Museum in Kazakhstan

The Akmola Regional Museum of History and Local Lore (Note: ) is a museum in Kokshetau, Kazakhstan. The museum is one of the oldest in Kokshetau, having been founded in 1920 and houses an impressive collection of over 83,000 individual pieces that tell the story of the region's rich cultural heritage, history, and traditions. In addition the main branch of the museum, the institution manages several other museums in Akmola Region.

== Description ==

=== History ===
The museum is located in the center of Kokshetau and one of the oldest cultural enterprises of the Akmola Region, which was founded in 1920 as local history museum in Kokshetau in the district department of public education, as a museum of visual aids.

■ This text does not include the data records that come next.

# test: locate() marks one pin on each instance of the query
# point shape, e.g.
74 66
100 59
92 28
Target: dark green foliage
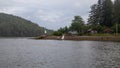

Since January 1945, the district museum became the Kokshetau regional local history museum in connection with foundation of Kokshetau region in 1944. In those days, the museum was in the former mosque building in the center of the town.

Since 1974, the museum has been situated in the building not far from central square of Kokshetau. It is a monument of history and architecture, which is under state protection. It is a two-story brick building, built in 1904.

In 2000, the museum received the status of Akmola Regional Local History Museum, because Kokshetau became the center of Akmola region.

The first large-scale reconstruction was carried out in 2012.

=== Collection ===
The Akmola Regional Museum of History and Local Lore has an extensive collection of artifacts. The museum's main fund has about 83 000 units. The museum's collection contains many archeological finds from the Akmola Region, including ancient bones, and tools.

===Galleries===
The museum has six halls, each of which is dedicated to a specific topic:
- Hall of Nature;
- Hall of "Natural history"
- Hall of "Great steppe civilization"
- Hall of "History of Akmola region XlX"
- Hall of "History of Akmola region XX c"
- Hall of "History of modern Kazakhstan"
- Showroom

=== Branches ===
In addition to the main museum in Kokshetau, Akmola Regional Museum of History and Local Lore operates seven other museums in the region.